Failure to Timely Report Resident-on-Resident Abuse Allegations to State Authorities
Penalty
Summary
The facility failed to timely report allegations of abuse to the Iowa Department of Inspections & Appeals and Licensing (DIAL) within 2 hours for two residents. Resident #3, who had coronary artery disease, diabetes mellitus, muscle weakness, and a BIMS score of 12 indicating no cognitive impairment, reported that while she was in bed with her door partially closed, a male resident in a wheelchair entered her room, approached her bed, touched her leg, moved her bedside table, and placed his hand under her blanket attempting to touch her. She stated she pushed her call light, screamed twice, and that a neighboring resident also activated a call light. Staff documentation reflected that a caregiver informed the RN at the nurses’ station that Resident #2 had been in Resident #3’s room attempting to get into bed with her, prompting the RN to immediately go down the hall to check on the situation.

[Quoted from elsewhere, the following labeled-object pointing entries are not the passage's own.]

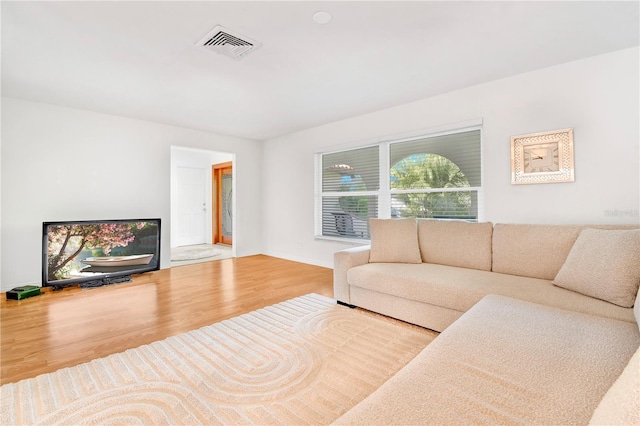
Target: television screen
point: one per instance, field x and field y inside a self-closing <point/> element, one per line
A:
<point x="100" y="252"/>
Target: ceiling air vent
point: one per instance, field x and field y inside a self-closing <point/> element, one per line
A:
<point x="225" y="42"/>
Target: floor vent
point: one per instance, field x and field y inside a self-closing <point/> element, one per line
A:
<point x="228" y="43"/>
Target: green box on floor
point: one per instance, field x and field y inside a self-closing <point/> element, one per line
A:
<point x="23" y="292"/>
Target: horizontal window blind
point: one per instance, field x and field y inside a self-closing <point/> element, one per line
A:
<point x="437" y="177"/>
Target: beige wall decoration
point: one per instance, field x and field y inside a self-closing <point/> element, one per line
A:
<point x="545" y="157"/>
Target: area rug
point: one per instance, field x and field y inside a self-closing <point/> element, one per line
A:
<point x="303" y="361"/>
<point x="200" y="251"/>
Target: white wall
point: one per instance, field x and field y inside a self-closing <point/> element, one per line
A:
<point x="199" y="159"/>
<point x="598" y="97"/>
<point x="66" y="164"/>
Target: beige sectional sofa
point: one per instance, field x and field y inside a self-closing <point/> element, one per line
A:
<point x="537" y="321"/>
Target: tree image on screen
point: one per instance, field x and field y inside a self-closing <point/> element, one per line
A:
<point x="68" y="241"/>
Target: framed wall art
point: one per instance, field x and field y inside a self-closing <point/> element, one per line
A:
<point x="545" y="157"/>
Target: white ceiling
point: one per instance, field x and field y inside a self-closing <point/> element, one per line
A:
<point x="138" y="59"/>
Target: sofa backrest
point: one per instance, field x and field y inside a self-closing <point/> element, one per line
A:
<point x="536" y="251"/>
<point x="456" y="243"/>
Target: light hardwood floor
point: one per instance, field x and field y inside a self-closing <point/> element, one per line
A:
<point x="65" y="328"/>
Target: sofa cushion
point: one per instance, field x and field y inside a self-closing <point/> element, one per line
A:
<point x="394" y="241"/>
<point x="536" y="251"/>
<point x="456" y="243"/>
<point x="604" y="264"/>
<point x="460" y="288"/>
<point x="506" y="361"/>
<point x="621" y="403"/>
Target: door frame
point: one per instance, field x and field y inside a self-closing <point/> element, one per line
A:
<point x="216" y="187"/>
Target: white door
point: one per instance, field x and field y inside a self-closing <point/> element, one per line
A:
<point x="192" y="207"/>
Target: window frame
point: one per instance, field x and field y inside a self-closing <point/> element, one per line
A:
<point x="385" y="193"/>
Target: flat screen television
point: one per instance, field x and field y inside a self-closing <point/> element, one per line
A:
<point x="98" y="252"/>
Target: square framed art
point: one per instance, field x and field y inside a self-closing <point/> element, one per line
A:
<point x="545" y="157"/>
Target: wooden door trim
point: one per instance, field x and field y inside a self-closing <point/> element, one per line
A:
<point x="216" y="186"/>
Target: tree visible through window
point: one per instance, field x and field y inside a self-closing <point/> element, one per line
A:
<point x="435" y="176"/>
<point x="429" y="171"/>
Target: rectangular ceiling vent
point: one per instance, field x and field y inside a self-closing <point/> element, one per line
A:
<point x="228" y="43"/>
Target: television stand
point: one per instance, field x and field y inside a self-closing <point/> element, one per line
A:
<point x="105" y="281"/>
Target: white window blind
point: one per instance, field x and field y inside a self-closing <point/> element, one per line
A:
<point x="436" y="176"/>
<point x="350" y="184"/>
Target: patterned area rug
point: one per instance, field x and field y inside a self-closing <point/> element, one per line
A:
<point x="199" y="251"/>
<point x="303" y="361"/>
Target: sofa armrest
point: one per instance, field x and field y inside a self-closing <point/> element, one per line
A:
<point x="344" y="260"/>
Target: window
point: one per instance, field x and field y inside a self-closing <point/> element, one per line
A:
<point x="435" y="176"/>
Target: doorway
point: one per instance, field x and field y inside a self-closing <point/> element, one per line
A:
<point x="222" y="184"/>
<point x="194" y="205"/>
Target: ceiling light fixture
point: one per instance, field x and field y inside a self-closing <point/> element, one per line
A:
<point x="321" y="18"/>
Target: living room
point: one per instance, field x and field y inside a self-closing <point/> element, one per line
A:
<point x="83" y="160"/>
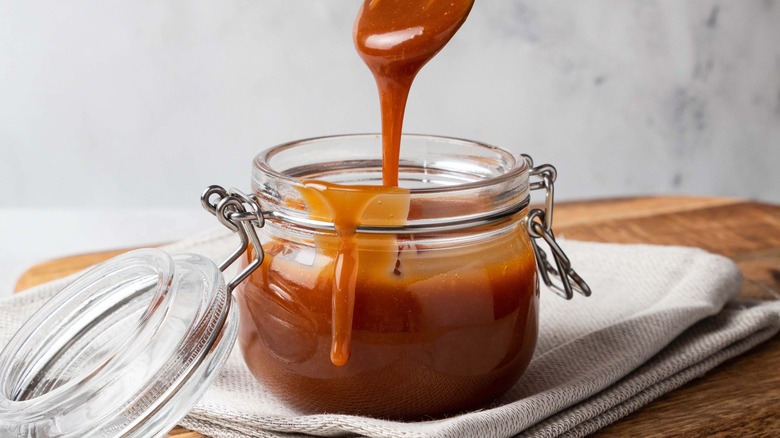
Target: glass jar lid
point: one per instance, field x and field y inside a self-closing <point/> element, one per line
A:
<point x="126" y="349"/>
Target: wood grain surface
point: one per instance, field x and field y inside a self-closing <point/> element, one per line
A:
<point x="740" y="397"/>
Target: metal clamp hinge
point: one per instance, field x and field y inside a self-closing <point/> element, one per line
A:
<point x="241" y="214"/>
<point x="540" y="227"/>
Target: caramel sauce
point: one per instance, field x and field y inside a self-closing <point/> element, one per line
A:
<point x="396" y="38"/>
<point x="415" y="327"/>
<point x="345" y="207"/>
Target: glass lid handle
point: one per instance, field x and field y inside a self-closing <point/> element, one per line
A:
<point x="241" y="214"/>
<point x="540" y="227"/>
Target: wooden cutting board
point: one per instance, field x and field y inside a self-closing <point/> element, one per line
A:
<point x="740" y="397"/>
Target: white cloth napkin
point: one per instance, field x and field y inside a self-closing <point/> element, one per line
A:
<point x="658" y="317"/>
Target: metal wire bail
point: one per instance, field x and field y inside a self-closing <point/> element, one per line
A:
<point x="540" y="227"/>
<point x="241" y="214"/>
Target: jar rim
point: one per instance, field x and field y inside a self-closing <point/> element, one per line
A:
<point x="520" y="164"/>
<point x="450" y="183"/>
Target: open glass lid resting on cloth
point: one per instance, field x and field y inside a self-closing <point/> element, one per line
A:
<point x="124" y="350"/>
<point x="129" y="347"/>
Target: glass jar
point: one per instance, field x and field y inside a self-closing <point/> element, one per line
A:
<point x="437" y="311"/>
<point x="406" y="302"/>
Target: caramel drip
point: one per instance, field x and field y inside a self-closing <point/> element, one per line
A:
<point x="347" y="207"/>
<point x="396" y="38"/>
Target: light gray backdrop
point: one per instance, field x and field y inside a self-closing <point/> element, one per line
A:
<point x="142" y="103"/>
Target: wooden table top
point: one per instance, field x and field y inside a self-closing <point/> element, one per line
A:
<point x="738" y="398"/>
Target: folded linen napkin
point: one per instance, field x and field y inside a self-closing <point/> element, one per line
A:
<point x="656" y="320"/>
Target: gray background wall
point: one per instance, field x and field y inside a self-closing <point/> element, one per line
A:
<point x="143" y="103"/>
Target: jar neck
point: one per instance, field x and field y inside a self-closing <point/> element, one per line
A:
<point x="446" y="183"/>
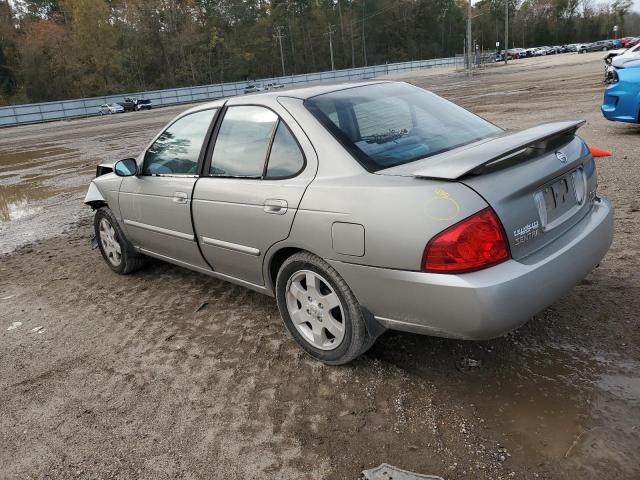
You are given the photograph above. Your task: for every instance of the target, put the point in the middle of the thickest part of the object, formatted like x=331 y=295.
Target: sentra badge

Resident #50, who had diagnoses including need for assistance with personal care, lack of coordination, hypertension, and a BIMS score of 6 indicating severe cognitive impairment, was subsequently found by staff in bed with the same male resident. At approximately 3:22 p.m., the RN and caregivers located Resident #2 in bed with Resident #50, with Resident #50’s pants and brief halfway down and Resident #2’s hand in her pants on her buttocks, and his wheelchair parked in front of her bed with the door locked. Resident #50 was lying on her side, half asleep, and was unable to describe what had occurred. Facility policy required that all allegations of abuse, neglect, misappropriation, or exploitation be reported immediately to the Administrator and to appropriate state or federal agencies within applicable timeframes. Interviews with the Administrator and DON revealed that the Administrator did not learn of the incident until later that evening, at which time she reported it to the state, and the DON stated she had been called around 3:00 p.m. but was not informed about the touching or that a resident had been in bed with another resident, resulting in the allegation not being reported to DIAL within the required 2-hour timeframe.